What’s worse, I didn’t just run slower, my body actually revolted so thoroughly there were several points during the race (I lost track of how many) where I had to stop and walk for significant distances. Now that’s not to say there’s anything wrong with walk-running a race. I see people do it all the time. My wife does it. However, the only time I’ve ever had to walk during a race was during an uphill portion of my very first half and that only lasted a minute or so. Since then it’s been all running, all the time.

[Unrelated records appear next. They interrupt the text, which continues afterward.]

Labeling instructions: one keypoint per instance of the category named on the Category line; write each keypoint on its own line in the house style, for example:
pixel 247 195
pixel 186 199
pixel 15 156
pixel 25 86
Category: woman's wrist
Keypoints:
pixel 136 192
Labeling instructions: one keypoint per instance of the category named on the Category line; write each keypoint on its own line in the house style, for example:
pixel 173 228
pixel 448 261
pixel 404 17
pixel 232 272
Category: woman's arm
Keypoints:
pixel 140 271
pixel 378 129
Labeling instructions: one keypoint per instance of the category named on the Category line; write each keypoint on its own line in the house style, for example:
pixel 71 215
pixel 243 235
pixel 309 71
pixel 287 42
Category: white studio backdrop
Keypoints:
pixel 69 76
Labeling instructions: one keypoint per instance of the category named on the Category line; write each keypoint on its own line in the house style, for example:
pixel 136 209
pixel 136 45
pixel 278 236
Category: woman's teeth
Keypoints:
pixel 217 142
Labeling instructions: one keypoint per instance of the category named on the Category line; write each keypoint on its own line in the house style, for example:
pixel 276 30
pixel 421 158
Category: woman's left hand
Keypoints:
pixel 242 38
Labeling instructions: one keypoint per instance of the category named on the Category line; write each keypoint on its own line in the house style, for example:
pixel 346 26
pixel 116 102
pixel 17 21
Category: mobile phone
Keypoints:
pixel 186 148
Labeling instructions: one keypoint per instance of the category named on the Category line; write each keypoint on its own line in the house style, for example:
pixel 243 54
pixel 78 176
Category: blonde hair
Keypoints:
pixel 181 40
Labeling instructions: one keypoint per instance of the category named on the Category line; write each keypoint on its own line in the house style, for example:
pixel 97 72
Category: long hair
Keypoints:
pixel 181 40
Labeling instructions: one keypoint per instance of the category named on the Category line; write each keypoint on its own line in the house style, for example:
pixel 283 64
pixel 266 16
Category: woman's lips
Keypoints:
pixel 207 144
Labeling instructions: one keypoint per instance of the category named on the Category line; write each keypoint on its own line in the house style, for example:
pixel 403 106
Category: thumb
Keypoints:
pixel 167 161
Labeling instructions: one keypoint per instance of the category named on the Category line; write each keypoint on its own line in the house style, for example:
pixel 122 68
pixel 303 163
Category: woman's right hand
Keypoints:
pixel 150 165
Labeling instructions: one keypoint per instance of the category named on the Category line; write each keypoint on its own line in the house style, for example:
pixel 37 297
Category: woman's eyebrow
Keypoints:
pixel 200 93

If that weren’t enough to ruin the day, hours after the race I realized that my physical struggles also led to me not being as mentally present as I’d have liked during my time on the course. As a result, I missed a lot of the breathtaking scenery and failed to appreciate the landscapes I did see. The race, which began in the small town of Santa Ynez, wound through rolling hills escorting runners past a variety of wineries, ranches, and wild life. I could’ve used my walking intervals to enjoy what was before me. Instead, I was sulky and miserable, the result of a competitive streak that doesn’t always know when to take a break.
Oh, and did I mention my feet and upper thighs broke out in some kind of weird sweat rash?
I could probably break this down even further and post tens of thousands of additional words on why I think I did poorly last Saturday. Many of those words would be devoted to my lack of sleep and some of them would be extremely profane. But the whole exercise would be pointless. I ran a crap race and there’s nothing I can do to take it back. Every time I put on the royal blue tech shirt that bears the “Wine Country Half Marathon” name, I’ll remember the way I felt as I struggled along the course desperately hoping to find a second wind that never materialized.
The good news (that I’m trying desperately to acknowledge) is that I finished the race. And that despite my setbacks I finished with a time some runners would love to have posted. Most importantly, my poor performance had nothing to do with an injury. I didn’t pull or pop anything. I didn’t limp to the finish line and I didn’t have to visit the First Aid tent. Aside from sleep-deprived exhaustion and a bruised ego, I was okay. I also managed to enjoy the rest of my Southern California trip as the wife and I spent plenty of time seeing the sites, consuming regional booze, and eating way more than we should.
Now that I’m home, I’ve come to terms with last weekend’s disappointment. There will be other races and I know I’ll bounce back. If nothing else, I’ll be more motivated than ever to train for future events.
Santa Barbara Wine Country Half Marathon, you were an amazing event. And I will always remember you, just not for the reasons I’d hoped.